When I was 8, I would have gone crazy for this cartoon. I like it now. But when I was 8, if there had been a cartoon with 3 dozen superheroes, I would not have been able to handle it.
But then, if 8-year-old me time-traveled to today, where superhero movies come out every week and TV shows are on shiny little frisbees, that would blow my mind, too. But comic books that cost a zillion bucks would rein me in.
DC Comics' Legion of Superheroes has been around since the 1950s, so it's neat for it to be on TV, strictly for the years it's put in. I want them to be on Smallville. Get three or four hip young actors and have them smack some sense into Clark and you're done.
"We came back in time to tell you that Chloe is awesome and you are stupid."
One of the Legion cartoon writers is J.M. DeMatteis, a veteran comics writer who had a long run on the Legion comics. Getting the writer of the source material to write the adaptation? That's crazy.
The character designs are not exactly top notch. Timber Wolf has a flat head. Lightning Lad goes from stringbean to musclehead in between seasons. Superboy has a shapely hourglass figure. All the male characters have gigantic Adam's apples. I can't not look at them.
Like every other DC cartoon, its makers know their stuff. Good and bad guys from Legion trivia are all over the show. The Legion comic book had its own future alphabet, Interlac, which was decoded in the letters column.
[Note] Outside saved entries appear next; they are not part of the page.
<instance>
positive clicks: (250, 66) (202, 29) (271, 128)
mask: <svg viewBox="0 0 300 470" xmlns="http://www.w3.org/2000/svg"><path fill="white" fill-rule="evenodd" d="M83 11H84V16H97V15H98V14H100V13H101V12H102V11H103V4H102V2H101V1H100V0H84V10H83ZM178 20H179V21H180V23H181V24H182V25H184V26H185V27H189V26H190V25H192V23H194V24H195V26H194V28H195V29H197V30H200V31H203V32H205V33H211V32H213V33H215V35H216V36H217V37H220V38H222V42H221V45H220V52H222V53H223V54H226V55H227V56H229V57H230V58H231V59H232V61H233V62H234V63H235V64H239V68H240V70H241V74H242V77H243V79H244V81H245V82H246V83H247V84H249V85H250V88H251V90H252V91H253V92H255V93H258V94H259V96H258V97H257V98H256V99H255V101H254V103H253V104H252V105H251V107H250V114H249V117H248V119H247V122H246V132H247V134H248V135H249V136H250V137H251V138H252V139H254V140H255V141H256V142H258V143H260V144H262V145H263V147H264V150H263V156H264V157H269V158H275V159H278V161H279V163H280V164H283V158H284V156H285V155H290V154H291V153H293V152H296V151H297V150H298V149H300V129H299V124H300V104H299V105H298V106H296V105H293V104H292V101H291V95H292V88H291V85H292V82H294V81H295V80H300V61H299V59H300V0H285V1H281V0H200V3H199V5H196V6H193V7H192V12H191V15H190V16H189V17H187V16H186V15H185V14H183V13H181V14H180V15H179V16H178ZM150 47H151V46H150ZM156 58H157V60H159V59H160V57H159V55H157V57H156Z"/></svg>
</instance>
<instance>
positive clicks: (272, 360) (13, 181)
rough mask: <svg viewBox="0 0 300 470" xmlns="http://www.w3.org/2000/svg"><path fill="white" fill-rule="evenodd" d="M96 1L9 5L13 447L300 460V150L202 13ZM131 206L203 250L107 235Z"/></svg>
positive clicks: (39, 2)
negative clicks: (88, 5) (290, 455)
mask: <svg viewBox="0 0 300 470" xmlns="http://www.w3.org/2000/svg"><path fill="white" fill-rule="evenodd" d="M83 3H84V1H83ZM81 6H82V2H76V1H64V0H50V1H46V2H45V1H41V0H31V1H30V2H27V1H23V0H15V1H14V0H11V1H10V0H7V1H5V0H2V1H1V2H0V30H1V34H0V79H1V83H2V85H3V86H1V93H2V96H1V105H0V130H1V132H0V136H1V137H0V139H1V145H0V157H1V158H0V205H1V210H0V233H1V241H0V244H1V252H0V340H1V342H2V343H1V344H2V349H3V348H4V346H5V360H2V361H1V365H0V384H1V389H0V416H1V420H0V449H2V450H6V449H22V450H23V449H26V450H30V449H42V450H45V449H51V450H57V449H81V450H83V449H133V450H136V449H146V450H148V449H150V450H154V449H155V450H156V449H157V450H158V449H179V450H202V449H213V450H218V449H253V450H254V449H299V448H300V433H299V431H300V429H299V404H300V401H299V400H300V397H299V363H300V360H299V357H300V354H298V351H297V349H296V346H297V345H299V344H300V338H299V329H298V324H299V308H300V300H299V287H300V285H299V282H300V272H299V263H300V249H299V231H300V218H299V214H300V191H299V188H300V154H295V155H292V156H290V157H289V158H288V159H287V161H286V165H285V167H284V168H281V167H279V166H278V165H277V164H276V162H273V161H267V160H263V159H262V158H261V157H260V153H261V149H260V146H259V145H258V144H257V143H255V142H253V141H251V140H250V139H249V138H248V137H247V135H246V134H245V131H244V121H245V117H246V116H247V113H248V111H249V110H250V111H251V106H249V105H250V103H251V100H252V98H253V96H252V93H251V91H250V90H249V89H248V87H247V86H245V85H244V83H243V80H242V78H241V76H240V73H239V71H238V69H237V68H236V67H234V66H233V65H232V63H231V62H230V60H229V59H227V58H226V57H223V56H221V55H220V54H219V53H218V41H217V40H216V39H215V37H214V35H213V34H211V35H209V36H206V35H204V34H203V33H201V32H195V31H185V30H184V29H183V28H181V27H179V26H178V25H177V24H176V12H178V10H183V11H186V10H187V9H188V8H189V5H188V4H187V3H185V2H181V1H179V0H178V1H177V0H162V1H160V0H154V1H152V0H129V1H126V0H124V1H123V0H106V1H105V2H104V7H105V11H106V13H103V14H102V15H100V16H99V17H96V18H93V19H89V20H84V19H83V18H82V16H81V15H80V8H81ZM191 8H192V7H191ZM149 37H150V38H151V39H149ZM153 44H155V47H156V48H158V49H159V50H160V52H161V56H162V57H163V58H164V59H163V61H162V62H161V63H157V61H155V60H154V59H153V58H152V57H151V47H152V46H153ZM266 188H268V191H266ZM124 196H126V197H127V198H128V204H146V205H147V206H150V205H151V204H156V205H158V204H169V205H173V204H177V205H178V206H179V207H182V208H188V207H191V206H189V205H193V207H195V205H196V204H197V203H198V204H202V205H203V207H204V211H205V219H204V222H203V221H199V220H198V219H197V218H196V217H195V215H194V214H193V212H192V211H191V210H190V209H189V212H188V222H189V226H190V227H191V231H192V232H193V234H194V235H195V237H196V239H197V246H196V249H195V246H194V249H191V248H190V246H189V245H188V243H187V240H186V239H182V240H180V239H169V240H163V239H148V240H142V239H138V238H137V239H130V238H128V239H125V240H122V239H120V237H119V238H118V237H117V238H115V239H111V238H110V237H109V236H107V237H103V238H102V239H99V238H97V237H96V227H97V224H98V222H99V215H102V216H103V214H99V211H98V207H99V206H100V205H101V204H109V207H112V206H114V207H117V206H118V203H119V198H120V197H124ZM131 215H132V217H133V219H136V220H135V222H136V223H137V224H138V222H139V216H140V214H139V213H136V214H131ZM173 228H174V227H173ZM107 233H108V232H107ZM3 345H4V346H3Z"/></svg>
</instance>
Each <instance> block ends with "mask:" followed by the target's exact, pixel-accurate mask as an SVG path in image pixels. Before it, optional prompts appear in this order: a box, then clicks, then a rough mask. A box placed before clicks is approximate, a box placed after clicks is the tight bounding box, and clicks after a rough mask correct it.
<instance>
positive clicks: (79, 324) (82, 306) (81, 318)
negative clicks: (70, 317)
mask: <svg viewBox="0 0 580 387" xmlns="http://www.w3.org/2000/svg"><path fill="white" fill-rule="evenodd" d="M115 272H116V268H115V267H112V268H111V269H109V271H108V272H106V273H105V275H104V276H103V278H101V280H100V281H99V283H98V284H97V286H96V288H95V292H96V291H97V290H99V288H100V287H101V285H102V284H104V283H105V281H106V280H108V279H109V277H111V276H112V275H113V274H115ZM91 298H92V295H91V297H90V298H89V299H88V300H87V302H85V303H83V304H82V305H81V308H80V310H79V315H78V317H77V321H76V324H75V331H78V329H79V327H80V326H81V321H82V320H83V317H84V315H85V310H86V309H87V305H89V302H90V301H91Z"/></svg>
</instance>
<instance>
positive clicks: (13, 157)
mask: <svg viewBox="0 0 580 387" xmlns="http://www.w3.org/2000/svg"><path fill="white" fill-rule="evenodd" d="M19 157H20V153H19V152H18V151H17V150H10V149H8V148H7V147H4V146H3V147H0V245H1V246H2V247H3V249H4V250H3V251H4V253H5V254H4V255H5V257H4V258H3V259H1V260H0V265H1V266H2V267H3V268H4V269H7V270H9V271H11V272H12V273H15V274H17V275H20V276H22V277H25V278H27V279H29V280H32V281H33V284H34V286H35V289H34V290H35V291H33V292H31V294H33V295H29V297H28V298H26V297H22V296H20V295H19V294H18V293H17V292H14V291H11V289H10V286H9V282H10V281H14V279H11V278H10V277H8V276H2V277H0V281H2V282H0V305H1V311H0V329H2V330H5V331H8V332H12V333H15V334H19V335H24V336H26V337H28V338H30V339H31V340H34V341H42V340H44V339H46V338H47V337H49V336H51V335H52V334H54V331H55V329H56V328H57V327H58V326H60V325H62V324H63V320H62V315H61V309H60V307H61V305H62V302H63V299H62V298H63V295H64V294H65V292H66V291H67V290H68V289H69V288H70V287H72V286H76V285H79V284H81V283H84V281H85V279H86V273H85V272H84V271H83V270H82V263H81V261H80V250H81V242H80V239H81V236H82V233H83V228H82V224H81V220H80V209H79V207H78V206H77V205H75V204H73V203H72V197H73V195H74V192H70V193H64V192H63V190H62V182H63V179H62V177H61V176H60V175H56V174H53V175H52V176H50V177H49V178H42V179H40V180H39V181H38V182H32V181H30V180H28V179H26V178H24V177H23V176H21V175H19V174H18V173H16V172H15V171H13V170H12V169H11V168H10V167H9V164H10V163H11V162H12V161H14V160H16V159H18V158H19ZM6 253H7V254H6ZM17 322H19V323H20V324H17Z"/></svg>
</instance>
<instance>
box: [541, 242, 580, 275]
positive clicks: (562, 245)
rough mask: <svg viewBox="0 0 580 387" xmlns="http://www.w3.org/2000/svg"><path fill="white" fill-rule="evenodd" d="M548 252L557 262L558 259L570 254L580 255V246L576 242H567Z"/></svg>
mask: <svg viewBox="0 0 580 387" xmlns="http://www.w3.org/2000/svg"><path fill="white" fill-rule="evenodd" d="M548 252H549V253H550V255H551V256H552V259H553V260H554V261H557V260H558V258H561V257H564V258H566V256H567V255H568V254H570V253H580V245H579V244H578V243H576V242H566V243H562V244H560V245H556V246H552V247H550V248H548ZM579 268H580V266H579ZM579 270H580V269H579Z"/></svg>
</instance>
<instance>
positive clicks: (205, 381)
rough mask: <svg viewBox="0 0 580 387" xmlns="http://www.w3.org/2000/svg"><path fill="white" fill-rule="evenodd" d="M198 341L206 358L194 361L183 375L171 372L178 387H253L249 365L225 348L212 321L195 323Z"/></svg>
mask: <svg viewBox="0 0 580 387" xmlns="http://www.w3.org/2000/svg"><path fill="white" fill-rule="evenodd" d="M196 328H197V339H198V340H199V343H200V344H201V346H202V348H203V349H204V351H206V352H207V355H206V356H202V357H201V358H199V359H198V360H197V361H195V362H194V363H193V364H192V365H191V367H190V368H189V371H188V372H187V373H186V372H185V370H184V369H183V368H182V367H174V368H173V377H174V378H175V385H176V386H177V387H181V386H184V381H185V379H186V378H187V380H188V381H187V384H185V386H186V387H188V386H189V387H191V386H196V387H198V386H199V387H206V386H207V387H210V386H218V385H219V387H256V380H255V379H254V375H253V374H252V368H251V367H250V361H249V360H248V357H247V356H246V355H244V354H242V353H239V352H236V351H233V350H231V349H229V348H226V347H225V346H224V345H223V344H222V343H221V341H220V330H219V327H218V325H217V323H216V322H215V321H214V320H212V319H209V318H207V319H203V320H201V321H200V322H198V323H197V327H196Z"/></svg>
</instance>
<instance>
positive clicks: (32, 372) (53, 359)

The Legion cartoon contains Easter eggs in scenes with messages in Interlac. That is hardcore.
Superboy is the star, but the individual heroes are the best part of the comic and the cartoon. Almost every comic-book Legionnaire is in the crowd scenes somewhere, including Tyroc, whose power is he screams really loud, and Matter-Eater Lad, who can eat anything. In every fight scene, you can spot the heroes by their one power. If you're me, you freak out a little bit. Or a lot, if it's Matter Eater Lad.
Legion is 1,000 years in the future of the DC Universe, but they never did stories like that. Not counting Superboy, there has been the occasional time travel or team up, but the book has never been about the futures of modern-day DC heroes.
The cartoon, though, does it several times. Superboy references Batman once. My favorite episode has Kandor, a classic bit of Superman arcana, the Krypton city shrunk to the size of a milk jug by Superman villain Brainiac. His descendant is Legionnaire Brainiac 5, but he's a good guy. In the series finale, naturally he is taken over by great- great- great-grandpa.
There are two tiny 4-episode DVD sets at this writing. DC Comics nerds should watch Legion anyway, or turn in your badge.